L’export sostenuto dal petrolio
A trainare l’export regionale è quasi esclusivamente l’industria petrolifera: nel 2022 ha rappresentato il 71% delle esportazioni manifatturiere siciliane, crescendo del 90% rispetto al 2021. Siracusa guida questa performance, ma una dipendenza così forte da un settore vulnerabile espone la Sicilia a rischi elevati.
Segnali di resilienza
Nel secondo trimestre 2024, l'industria siciliana ha registrato una lieve flessione (-0,03%) ma rimane un pilastro dell'economia isolana con oltre 29.000 imprese attive. Intanto turismo, costruzioni, servizi e agricoltura mostrano segnali di crescita.
Nel comparto agroalimentare, l’export nazionale di alimenti e bevande ha toccato i 70 miliardi di euro (+7,5% sul 2023). L’industria agroalimentare si conferma quindi più dinamica rispetto al manifatturiero, con ottime performance nella produzione di frutta, ortaggi freschi e vino.
Sicilia: un bivio cruciale
Il sistema produttivo siciliano è a un bivio.
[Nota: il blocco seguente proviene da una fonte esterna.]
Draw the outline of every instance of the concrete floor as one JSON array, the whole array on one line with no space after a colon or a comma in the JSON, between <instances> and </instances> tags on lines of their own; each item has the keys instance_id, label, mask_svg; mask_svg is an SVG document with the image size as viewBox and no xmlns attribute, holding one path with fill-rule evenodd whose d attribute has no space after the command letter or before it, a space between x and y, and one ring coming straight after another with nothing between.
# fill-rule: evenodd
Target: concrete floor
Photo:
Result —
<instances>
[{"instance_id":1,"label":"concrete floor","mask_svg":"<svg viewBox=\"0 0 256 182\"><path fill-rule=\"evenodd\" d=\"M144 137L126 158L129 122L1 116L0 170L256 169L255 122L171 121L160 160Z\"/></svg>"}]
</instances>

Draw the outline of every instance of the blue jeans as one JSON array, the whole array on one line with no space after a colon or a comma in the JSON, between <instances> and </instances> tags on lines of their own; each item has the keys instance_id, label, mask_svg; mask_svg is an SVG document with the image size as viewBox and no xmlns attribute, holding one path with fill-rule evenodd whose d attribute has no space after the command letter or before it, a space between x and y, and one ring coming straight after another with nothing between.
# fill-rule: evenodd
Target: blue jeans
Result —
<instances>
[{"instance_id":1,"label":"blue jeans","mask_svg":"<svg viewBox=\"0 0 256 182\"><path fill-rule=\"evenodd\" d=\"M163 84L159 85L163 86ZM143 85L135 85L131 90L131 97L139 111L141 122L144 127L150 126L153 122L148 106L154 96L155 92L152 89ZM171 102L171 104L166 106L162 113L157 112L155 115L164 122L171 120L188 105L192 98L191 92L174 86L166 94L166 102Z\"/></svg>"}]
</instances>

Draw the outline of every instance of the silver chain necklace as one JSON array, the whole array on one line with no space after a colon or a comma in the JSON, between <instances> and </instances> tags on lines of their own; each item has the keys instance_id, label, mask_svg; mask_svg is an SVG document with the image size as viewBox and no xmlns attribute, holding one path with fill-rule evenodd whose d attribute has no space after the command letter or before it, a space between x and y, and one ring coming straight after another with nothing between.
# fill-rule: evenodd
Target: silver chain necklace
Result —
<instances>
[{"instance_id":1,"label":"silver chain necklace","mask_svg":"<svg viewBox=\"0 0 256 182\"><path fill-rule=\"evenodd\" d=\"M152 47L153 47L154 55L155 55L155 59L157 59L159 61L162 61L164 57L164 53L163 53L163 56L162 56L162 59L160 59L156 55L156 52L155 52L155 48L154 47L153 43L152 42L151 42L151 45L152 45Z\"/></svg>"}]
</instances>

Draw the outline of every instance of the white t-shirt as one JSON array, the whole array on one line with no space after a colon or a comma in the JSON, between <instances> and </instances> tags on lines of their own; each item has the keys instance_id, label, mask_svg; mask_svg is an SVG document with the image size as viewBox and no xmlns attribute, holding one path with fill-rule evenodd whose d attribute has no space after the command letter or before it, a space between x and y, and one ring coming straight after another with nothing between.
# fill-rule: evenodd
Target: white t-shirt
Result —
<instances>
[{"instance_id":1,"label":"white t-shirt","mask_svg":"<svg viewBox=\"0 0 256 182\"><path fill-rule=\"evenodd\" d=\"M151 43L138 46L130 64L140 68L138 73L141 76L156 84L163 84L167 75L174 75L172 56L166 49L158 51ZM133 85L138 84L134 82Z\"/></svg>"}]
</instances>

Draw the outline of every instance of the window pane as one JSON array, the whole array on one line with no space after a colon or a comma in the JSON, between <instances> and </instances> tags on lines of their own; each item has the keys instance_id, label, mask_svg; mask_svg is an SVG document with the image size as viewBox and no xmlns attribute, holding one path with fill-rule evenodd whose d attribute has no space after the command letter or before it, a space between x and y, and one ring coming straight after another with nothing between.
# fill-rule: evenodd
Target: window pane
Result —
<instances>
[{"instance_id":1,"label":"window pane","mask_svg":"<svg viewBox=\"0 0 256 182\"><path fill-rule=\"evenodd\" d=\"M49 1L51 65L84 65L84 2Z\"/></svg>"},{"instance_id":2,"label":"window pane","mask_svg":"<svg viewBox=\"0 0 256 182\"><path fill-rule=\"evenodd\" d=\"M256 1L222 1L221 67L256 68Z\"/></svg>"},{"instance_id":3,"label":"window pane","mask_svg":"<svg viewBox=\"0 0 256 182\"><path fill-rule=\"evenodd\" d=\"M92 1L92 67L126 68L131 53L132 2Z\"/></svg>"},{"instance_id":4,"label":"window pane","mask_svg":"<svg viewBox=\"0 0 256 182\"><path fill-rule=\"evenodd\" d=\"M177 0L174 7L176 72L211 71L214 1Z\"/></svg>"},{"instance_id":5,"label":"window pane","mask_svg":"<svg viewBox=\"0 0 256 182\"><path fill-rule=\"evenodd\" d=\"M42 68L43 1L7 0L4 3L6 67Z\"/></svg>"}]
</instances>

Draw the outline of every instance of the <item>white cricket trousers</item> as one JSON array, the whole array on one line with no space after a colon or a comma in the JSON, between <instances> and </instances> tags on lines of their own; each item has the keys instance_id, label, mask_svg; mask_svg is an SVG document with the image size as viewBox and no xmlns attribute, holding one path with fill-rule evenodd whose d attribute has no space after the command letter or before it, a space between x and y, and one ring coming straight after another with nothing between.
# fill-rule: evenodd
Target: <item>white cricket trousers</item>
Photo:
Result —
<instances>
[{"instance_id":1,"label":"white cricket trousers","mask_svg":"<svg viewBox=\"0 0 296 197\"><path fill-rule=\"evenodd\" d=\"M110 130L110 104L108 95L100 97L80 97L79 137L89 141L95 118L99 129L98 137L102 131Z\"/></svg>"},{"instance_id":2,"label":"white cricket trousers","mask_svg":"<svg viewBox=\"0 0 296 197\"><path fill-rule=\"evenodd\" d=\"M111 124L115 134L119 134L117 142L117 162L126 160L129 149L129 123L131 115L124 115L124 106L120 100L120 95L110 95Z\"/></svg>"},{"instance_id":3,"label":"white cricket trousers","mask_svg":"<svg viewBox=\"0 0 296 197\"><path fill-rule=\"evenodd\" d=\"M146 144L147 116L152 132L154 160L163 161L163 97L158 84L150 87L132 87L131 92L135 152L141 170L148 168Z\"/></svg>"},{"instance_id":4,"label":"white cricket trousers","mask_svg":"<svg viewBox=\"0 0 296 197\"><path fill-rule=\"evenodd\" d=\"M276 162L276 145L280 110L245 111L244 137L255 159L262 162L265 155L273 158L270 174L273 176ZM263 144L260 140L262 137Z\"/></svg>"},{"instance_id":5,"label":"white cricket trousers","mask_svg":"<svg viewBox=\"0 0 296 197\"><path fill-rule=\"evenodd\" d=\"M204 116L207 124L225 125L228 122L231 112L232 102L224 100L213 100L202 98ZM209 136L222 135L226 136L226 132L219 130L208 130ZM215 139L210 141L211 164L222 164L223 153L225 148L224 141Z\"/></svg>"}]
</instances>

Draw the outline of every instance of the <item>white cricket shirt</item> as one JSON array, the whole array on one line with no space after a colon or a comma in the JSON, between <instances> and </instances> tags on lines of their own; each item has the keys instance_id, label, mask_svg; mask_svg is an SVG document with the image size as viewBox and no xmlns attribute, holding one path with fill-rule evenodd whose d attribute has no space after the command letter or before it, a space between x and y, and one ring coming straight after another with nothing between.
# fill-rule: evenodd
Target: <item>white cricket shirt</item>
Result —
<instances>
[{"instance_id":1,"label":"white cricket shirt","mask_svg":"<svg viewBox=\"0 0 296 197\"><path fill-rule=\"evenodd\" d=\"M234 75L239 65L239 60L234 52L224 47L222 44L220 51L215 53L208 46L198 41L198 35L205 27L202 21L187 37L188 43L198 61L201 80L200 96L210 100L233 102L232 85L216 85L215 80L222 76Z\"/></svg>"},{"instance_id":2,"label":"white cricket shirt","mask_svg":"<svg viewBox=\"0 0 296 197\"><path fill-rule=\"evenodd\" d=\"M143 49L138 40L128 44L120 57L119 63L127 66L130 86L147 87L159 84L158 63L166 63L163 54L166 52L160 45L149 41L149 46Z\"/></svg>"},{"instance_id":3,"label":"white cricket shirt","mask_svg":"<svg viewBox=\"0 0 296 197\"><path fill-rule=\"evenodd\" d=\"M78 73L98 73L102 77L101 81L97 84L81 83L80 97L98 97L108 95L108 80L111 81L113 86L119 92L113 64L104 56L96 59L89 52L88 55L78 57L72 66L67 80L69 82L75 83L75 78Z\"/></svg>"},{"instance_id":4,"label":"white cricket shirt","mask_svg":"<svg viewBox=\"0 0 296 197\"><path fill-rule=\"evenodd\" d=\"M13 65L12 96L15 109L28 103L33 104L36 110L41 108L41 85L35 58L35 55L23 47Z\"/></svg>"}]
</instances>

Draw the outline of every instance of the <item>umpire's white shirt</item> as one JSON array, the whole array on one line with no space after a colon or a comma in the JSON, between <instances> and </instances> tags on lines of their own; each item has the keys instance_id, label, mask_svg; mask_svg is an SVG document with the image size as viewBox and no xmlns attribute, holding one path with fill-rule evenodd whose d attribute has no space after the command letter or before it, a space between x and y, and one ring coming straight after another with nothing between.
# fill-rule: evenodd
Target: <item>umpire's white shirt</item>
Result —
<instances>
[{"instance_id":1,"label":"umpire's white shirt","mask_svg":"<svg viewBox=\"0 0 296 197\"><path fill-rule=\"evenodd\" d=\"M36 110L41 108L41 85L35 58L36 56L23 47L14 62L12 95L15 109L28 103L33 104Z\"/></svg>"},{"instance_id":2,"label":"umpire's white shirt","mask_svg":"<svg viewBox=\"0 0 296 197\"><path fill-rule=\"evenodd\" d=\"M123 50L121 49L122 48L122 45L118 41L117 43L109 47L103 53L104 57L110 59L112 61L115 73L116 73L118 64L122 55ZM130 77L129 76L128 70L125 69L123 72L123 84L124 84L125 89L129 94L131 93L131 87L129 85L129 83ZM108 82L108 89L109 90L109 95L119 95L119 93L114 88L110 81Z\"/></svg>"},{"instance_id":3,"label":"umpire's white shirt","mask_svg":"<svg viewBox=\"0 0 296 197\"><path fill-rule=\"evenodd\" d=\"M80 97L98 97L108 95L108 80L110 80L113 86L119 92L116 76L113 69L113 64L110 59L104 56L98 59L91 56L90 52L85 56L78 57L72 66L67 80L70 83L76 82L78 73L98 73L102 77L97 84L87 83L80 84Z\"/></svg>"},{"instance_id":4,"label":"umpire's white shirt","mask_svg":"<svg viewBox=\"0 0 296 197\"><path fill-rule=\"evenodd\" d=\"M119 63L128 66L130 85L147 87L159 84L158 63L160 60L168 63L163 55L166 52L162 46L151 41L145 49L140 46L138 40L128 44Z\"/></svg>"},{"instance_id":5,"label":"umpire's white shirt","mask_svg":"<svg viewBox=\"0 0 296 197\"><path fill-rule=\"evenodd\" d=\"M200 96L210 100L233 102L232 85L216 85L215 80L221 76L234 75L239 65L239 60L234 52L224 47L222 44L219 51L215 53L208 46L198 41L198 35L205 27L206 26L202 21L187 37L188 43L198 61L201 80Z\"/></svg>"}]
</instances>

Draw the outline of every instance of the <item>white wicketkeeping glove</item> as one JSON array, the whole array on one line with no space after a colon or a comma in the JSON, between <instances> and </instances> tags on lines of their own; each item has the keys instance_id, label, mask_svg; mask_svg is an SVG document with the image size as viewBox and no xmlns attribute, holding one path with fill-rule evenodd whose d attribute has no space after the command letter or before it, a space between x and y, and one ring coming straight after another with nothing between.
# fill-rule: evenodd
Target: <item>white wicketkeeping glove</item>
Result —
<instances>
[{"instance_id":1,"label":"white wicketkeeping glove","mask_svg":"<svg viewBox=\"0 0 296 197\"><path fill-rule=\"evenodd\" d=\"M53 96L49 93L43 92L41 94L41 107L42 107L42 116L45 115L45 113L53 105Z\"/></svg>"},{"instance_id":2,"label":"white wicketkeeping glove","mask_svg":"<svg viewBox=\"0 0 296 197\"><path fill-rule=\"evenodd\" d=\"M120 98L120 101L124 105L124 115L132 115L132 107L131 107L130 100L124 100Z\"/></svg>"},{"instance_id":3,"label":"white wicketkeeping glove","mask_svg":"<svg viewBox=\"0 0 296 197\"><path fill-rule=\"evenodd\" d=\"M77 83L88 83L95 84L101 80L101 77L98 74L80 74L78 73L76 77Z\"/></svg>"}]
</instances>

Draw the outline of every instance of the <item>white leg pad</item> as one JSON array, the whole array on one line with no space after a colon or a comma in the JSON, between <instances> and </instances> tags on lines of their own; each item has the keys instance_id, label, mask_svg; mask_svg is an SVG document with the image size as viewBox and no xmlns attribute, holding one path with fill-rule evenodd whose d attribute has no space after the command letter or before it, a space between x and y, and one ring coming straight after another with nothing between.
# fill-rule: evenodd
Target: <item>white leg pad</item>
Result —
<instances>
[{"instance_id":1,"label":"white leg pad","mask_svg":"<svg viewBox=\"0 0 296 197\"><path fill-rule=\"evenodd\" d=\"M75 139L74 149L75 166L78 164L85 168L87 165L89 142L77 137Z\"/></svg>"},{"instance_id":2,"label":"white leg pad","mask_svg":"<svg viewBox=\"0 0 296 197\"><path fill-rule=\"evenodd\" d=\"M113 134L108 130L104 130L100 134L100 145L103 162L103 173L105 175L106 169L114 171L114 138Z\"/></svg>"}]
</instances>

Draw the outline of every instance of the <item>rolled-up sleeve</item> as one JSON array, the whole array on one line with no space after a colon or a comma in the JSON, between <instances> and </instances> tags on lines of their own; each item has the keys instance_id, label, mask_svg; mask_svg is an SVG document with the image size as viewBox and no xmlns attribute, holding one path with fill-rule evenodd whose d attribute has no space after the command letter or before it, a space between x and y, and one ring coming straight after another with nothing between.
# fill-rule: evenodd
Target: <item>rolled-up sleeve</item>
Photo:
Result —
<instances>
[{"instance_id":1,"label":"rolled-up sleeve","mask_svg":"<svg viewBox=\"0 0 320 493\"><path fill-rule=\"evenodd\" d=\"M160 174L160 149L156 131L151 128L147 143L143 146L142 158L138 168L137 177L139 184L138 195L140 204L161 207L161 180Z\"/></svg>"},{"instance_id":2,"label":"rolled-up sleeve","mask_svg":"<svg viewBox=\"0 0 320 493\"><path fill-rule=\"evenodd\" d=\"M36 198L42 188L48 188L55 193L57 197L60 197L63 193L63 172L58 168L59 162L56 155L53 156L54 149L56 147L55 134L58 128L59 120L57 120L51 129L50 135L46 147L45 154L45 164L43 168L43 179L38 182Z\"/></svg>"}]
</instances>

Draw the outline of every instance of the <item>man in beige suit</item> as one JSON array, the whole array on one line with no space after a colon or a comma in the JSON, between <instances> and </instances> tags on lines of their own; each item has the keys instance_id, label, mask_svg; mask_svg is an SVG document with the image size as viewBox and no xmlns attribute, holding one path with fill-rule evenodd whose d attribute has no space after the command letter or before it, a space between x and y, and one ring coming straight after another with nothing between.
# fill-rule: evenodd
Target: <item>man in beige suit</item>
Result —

Aggregare le imprese, puntare su formazione e accesso al credito, investire in innovazione e sviluppare settori a maggior valore aggiunto — come agroalimentare, green tech e manifattura avanzata — sono passaggi cruciali per invertire la rotta.
Il futuro della manifattura siciliana dipenderà dalla capacità di superare frammentazione e immobilismo, rilanciandosi come un sistema più competitivo, sostenibile e innovativo, capace di coniugare tradizione e modernità.